The United States on Monday called a UN Security Council meeting this week on the risk of North Korean "provocation" as Pyongyang demands US concessions by a year-end deadline.

The United States, which holds this month's presidency of the Security Council, is scheduling the session instead of a planned meeting on human rights in North Korea, one of the world's most authoritarian states.

This week's meeting will provide "a comprehensive update on recent developments on the Korean Peninsula, including recent missile launches and the possibility of an escalatory DPRK provocation," a State Department spokesperson said, referring to the North by its official name, the Democratic People's Republic of Korea.

The Security Council also met last week behind closed doors to discuss 13 missile tests by North Korea.

That meeting was organized by European nations, which condemned North Korea's actions.

But the request for a new session shows growing alarm by the United States on North Korea, which has demanded that Washington propose a new offer by December 31 to kickstart nuclear negotiations.

North Korea has warned of countermeasures if not.

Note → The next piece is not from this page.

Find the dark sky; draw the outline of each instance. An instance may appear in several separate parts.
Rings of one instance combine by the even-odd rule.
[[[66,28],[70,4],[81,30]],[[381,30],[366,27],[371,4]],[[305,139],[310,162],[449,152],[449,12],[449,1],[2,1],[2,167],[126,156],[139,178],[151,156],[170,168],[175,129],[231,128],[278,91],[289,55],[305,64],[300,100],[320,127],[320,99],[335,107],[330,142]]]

On Saturday, North Korea also claimed to have carried out a "very important test" that will change its "strategic position," without providing further details.

President Donald Trump has met three times with North Korean leader Kim Jong Un and described him as a friend, but Pyongyang is eager for concessions such as an easing of sanctions.

Trump has voiced hope for progress with North Korea, saying that Kim has "too much to lose, everything actually, if he acts in a hostile way."